The word circuit does not occur in Domesday Book.

It is a modern coinage, used to emphasise a significant feature of the Domesday Inquest, namely that it was conducted by royal commissioners, each responsible for one group of counties. Each circuit has its own characteristic features, and an appreciation of these is necessary in order to understand what material is included and how it is recorded. Where a circuit consistently provides information entirely lacking in a neighbouring circuit, it is unlikely that this indicates a real difference between the two. If we were to take Domesday Book literally, for instance, Cambridgeshire was bursting with Anglo-Saxon overlords before the Conquest while not one was to be found in the adjacent county of Lincolnshire. The circuit boundary between the two, and the whims of the two panels of commissioners, is the more plausible explanation.

Since the word circuit does not appear in contemporary sources, the circuits themselves must be reconstructed from indirect evidence. The survival of two manuscripts which have been identified as circuit returns for East Anglia (Little Domesday Book) and the south-western counties - Liber Exoniensis - provides a secure starting point.

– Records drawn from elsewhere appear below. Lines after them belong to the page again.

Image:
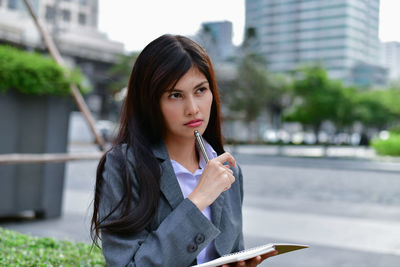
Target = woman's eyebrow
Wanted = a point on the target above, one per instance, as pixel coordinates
(200, 84)
(179, 90)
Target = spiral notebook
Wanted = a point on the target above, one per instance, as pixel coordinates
(252, 252)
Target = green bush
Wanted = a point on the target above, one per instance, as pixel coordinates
(388, 147)
(33, 73)
(22, 250)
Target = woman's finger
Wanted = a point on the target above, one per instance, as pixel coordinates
(226, 157)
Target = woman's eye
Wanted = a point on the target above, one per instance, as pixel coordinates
(174, 95)
(201, 90)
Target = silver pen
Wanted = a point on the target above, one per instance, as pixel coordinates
(201, 145)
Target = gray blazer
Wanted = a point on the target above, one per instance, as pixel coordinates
(179, 230)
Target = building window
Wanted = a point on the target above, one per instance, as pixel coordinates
(66, 15)
(50, 13)
(82, 19)
(12, 4)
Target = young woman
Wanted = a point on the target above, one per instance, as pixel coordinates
(157, 202)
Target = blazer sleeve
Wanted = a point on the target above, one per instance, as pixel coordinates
(177, 240)
(240, 242)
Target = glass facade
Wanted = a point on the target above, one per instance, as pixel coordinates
(338, 34)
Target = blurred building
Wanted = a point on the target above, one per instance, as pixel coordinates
(341, 35)
(74, 27)
(216, 38)
(390, 56)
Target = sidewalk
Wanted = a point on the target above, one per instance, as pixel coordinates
(80, 179)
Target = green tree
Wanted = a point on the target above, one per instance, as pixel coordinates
(378, 108)
(316, 98)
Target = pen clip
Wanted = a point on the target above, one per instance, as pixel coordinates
(201, 145)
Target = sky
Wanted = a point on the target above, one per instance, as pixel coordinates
(135, 23)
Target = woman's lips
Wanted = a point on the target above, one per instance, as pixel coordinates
(194, 123)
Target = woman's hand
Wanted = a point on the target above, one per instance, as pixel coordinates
(253, 261)
(215, 179)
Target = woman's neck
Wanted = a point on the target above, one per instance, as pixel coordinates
(184, 152)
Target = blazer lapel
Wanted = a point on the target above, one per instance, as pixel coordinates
(168, 182)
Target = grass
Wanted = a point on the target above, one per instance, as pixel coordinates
(23, 250)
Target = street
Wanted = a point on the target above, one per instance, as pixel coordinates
(347, 211)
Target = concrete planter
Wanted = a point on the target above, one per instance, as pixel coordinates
(32, 124)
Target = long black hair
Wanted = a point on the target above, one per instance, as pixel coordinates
(158, 68)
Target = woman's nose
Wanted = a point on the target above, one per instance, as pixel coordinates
(191, 106)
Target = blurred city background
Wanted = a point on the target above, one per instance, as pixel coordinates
(310, 94)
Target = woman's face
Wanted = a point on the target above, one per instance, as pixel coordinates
(187, 106)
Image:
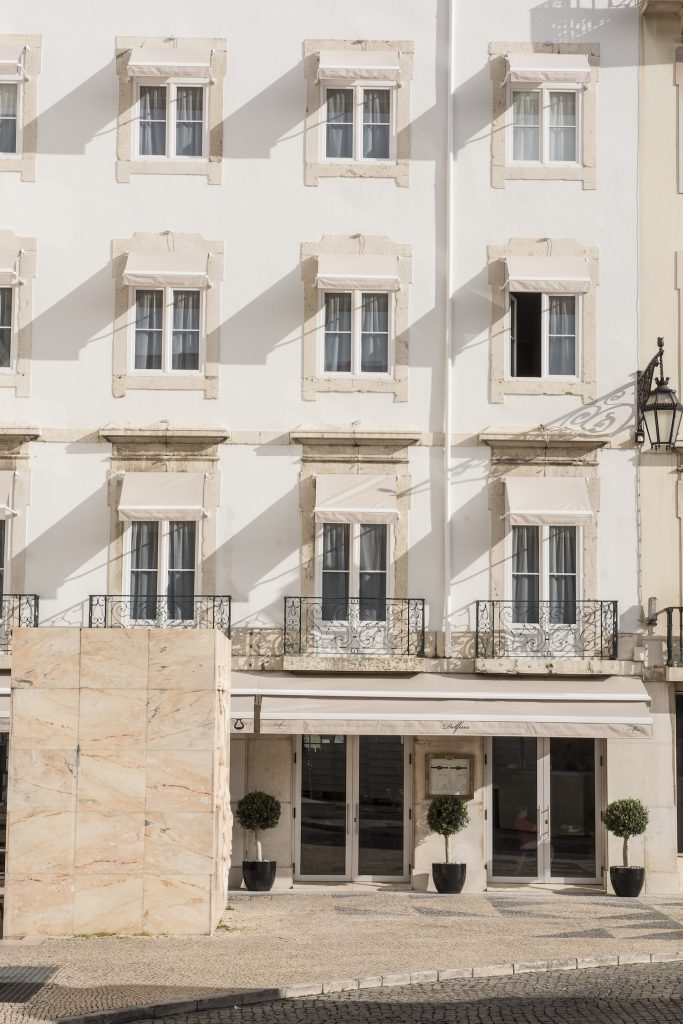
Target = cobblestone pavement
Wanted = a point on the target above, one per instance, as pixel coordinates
(275, 940)
(605, 995)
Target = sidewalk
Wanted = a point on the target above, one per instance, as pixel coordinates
(280, 940)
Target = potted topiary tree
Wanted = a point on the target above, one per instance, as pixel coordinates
(256, 812)
(626, 818)
(446, 816)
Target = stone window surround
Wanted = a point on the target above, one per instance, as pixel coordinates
(158, 451)
(125, 379)
(501, 169)
(501, 384)
(25, 162)
(127, 162)
(315, 168)
(370, 245)
(17, 377)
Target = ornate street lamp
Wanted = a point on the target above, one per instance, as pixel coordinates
(658, 409)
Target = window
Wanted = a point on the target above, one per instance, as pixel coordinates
(545, 126)
(354, 571)
(543, 335)
(544, 568)
(358, 124)
(167, 329)
(356, 333)
(163, 560)
(171, 121)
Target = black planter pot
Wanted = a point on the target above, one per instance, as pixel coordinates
(259, 875)
(627, 881)
(449, 878)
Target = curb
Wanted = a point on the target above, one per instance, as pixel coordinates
(249, 996)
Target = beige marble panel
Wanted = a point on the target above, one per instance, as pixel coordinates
(48, 656)
(42, 780)
(39, 905)
(179, 844)
(178, 720)
(40, 842)
(44, 718)
(179, 780)
(112, 782)
(110, 845)
(108, 902)
(179, 905)
(181, 659)
(113, 720)
(114, 658)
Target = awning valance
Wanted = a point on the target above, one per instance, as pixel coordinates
(349, 498)
(147, 61)
(536, 501)
(186, 268)
(548, 273)
(358, 66)
(430, 705)
(6, 495)
(346, 271)
(162, 497)
(535, 69)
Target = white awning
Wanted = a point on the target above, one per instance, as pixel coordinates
(162, 497)
(350, 498)
(147, 61)
(6, 494)
(535, 501)
(548, 273)
(358, 66)
(186, 268)
(535, 69)
(345, 272)
(8, 268)
(437, 705)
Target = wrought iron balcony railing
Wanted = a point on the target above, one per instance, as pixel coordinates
(547, 629)
(205, 611)
(16, 609)
(354, 626)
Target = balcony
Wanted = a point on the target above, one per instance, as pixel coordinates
(354, 627)
(15, 610)
(205, 611)
(552, 630)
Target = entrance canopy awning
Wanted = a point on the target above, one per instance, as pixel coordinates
(349, 498)
(348, 271)
(426, 705)
(170, 61)
(553, 274)
(157, 497)
(535, 69)
(540, 501)
(358, 66)
(6, 491)
(186, 268)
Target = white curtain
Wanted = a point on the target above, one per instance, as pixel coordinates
(562, 126)
(338, 332)
(148, 321)
(340, 124)
(188, 120)
(562, 335)
(153, 120)
(375, 333)
(7, 118)
(376, 118)
(525, 126)
(5, 325)
(185, 339)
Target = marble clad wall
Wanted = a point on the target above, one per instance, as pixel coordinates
(118, 811)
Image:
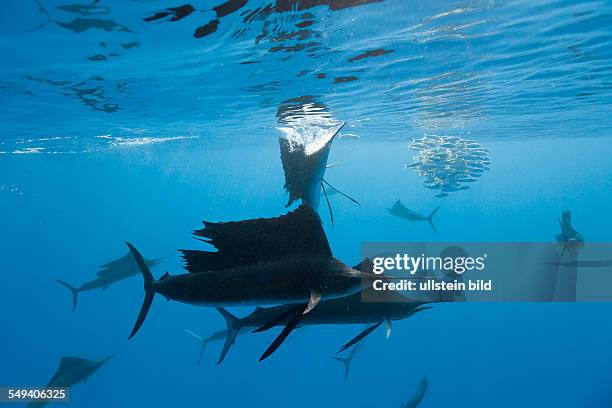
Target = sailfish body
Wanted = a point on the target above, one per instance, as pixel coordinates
(304, 169)
(349, 309)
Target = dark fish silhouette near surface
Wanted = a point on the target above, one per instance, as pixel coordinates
(344, 310)
(71, 371)
(285, 259)
(305, 171)
(399, 210)
(419, 394)
(108, 274)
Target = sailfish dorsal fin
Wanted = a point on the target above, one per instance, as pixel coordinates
(241, 243)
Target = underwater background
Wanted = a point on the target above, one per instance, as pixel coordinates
(136, 120)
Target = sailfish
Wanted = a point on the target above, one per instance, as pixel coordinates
(109, 273)
(382, 307)
(304, 167)
(284, 259)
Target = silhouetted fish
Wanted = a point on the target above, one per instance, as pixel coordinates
(304, 171)
(71, 371)
(285, 259)
(399, 210)
(108, 274)
(568, 234)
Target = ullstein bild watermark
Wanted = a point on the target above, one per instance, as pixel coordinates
(487, 272)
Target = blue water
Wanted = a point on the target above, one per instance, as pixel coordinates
(115, 128)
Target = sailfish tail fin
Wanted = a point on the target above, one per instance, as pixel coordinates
(347, 364)
(233, 328)
(430, 219)
(72, 289)
(148, 287)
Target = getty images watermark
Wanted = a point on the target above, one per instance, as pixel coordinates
(430, 272)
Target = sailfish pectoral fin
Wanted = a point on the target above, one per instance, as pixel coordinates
(388, 325)
(315, 298)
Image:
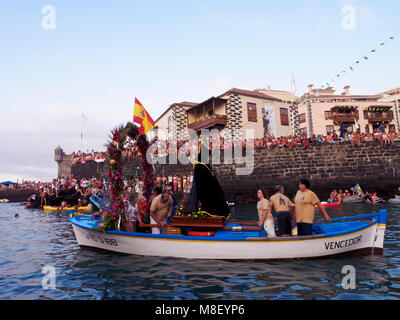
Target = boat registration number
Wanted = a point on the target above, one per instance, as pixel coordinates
(96, 238)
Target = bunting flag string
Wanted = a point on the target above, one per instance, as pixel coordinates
(352, 68)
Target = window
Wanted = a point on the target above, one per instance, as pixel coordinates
(349, 129)
(328, 115)
(302, 118)
(251, 112)
(284, 116)
(329, 129)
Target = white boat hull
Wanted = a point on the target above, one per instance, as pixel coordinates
(369, 240)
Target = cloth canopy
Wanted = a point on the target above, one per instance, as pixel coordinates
(7, 183)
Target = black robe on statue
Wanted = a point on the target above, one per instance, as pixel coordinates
(207, 191)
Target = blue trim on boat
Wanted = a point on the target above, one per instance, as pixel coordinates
(347, 226)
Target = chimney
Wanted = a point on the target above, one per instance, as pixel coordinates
(310, 86)
(347, 91)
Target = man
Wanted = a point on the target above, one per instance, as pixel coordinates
(304, 212)
(281, 204)
(265, 217)
(160, 211)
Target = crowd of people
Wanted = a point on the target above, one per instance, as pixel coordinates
(186, 146)
(332, 137)
(82, 157)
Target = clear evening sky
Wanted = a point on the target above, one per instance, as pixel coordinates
(103, 54)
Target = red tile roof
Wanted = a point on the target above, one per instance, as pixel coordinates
(250, 93)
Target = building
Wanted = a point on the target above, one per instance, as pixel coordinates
(324, 111)
(393, 96)
(173, 120)
(235, 110)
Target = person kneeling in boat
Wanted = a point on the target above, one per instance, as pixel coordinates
(132, 213)
(160, 211)
(265, 217)
(304, 212)
(281, 205)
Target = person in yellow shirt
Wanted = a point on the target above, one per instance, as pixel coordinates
(283, 207)
(265, 216)
(305, 201)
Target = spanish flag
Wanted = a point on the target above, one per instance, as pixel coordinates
(142, 117)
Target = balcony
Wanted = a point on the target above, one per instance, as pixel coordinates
(209, 122)
(379, 117)
(344, 117)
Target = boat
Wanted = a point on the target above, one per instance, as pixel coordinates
(394, 201)
(48, 208)
(330, 204)
(357, 234)
(202, 229)
(376, 201)
(354, 199)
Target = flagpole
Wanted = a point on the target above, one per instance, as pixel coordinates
(292, 84)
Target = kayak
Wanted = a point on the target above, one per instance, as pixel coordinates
(48, 208)
(354, 199)
(330, 205)
(362, 234)
(376, 201)
(394, 201)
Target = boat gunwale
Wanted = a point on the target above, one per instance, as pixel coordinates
(244, 239)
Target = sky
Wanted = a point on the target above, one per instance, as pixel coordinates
(103, 54)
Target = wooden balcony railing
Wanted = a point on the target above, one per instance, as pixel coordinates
(209, 122)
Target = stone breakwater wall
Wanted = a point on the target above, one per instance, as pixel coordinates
(374, 167)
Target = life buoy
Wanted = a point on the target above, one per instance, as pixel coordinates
(201, 233)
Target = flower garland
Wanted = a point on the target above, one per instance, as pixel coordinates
(115, 217)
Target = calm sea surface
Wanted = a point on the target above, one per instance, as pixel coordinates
(37, 239)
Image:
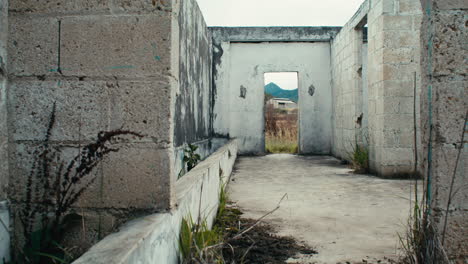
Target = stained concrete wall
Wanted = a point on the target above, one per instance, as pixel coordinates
(193, 122)
(193, 100)
(155, 238)
(4, 210)
(444, 104)
(108, 66)
(240, 64)
(392, 61)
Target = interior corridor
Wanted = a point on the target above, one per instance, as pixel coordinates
(344, 216)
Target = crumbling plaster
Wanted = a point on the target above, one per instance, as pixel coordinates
(243, 55)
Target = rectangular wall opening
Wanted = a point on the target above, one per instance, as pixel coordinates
(281, 112)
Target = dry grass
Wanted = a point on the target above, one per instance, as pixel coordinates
(280, 131)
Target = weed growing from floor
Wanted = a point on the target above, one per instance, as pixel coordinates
(360, 159)
(191, 159)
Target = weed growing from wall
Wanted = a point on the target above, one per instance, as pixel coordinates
(53, 186)
(360, 159)
(191, 158)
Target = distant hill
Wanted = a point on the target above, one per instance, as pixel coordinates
(277, 92)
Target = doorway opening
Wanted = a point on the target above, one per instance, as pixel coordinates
(281, 112)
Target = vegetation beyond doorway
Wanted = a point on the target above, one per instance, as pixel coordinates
(281, 112)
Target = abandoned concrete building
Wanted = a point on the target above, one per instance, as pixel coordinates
(152, 72)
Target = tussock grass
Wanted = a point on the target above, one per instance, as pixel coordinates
(280, 131)
(279, 145)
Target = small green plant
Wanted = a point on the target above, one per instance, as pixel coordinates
(190, 157)
(360, 159)
(195, 242)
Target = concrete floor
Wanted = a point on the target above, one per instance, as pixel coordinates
(346, 217)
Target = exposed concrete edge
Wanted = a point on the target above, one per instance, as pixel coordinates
(272, 34)
(154, 238)
(4, 232)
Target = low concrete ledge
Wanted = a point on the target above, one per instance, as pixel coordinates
(154, 238)
(4, 232)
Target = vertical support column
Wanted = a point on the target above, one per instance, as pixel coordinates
(393, 60)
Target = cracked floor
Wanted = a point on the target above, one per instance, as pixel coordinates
(345, 216)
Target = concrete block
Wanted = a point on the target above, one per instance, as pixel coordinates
(398, 55)
(409, 7)
(89, 6)
(398, 121)
(33, 46)
(398, 139)
(449, 41)
(398, 22)
(443, 169)
(395, 171)
(449, 4)
(400, 39)
(398, 88)
(81, 109)
(143, 107)
(399, 72)
(451, 105)
(397, 156)
(122, 46)
(88, 227)
(142, 6)
(138, 176)
(397, 105)
(4, 233)
(25, 165)
(3, 34)
(59, 6)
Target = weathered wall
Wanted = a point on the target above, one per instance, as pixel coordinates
(4, 212)
(392, 60)
(155, 238)
(194, 105)
(240, 63)
(107, 66)
(444, 104)
(193, 101)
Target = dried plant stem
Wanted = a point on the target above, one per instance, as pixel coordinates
(454, 175)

For other counties, the content, formulae, vocabulary, and internal structure of their entries are the clues to the circuit to which they belong. In most cases, these are sufficiently distinctive for historians to be in broad agreement on the composition of the remaining circuits. In essence, there were six circuits in Great Domesday, each forming a territorial block, each block composed of 5 counties (if Rutland is counted as a separate county, there were 6 counties in circuit 6). Little Domesday contained the 3 remaining counties of Essex, Norfolk, and Suffolk.

The circuits of Great Domesday were:

  • Circuit 1: Berkshire, Hampshire, Kent, Surrey, Sussex

  • Circuit 2: Cornwall, Devon, Dorset, Somerset, Wiltshire

  • Circuit 3: Bedford, Buckingham, Cambridge Hertford, Middlesex

  • Circuit 4: Leicester, Northampton, Oxford, Stafford, Warwick

  • Circuit 5: Cheshire, Gloucester, Hereford, Shropshire, Worcester

  • Circuit 6: Derby, Huntingdon, Lincoln, Nottingham, Rutland, Yorkshire

For the methodology employed in reconstructing the circuits, see Carl Stephenson, 'Notes on the composition and interpretation of Domesday Book', Speculum, vol. 22 (1947), pages 1-15.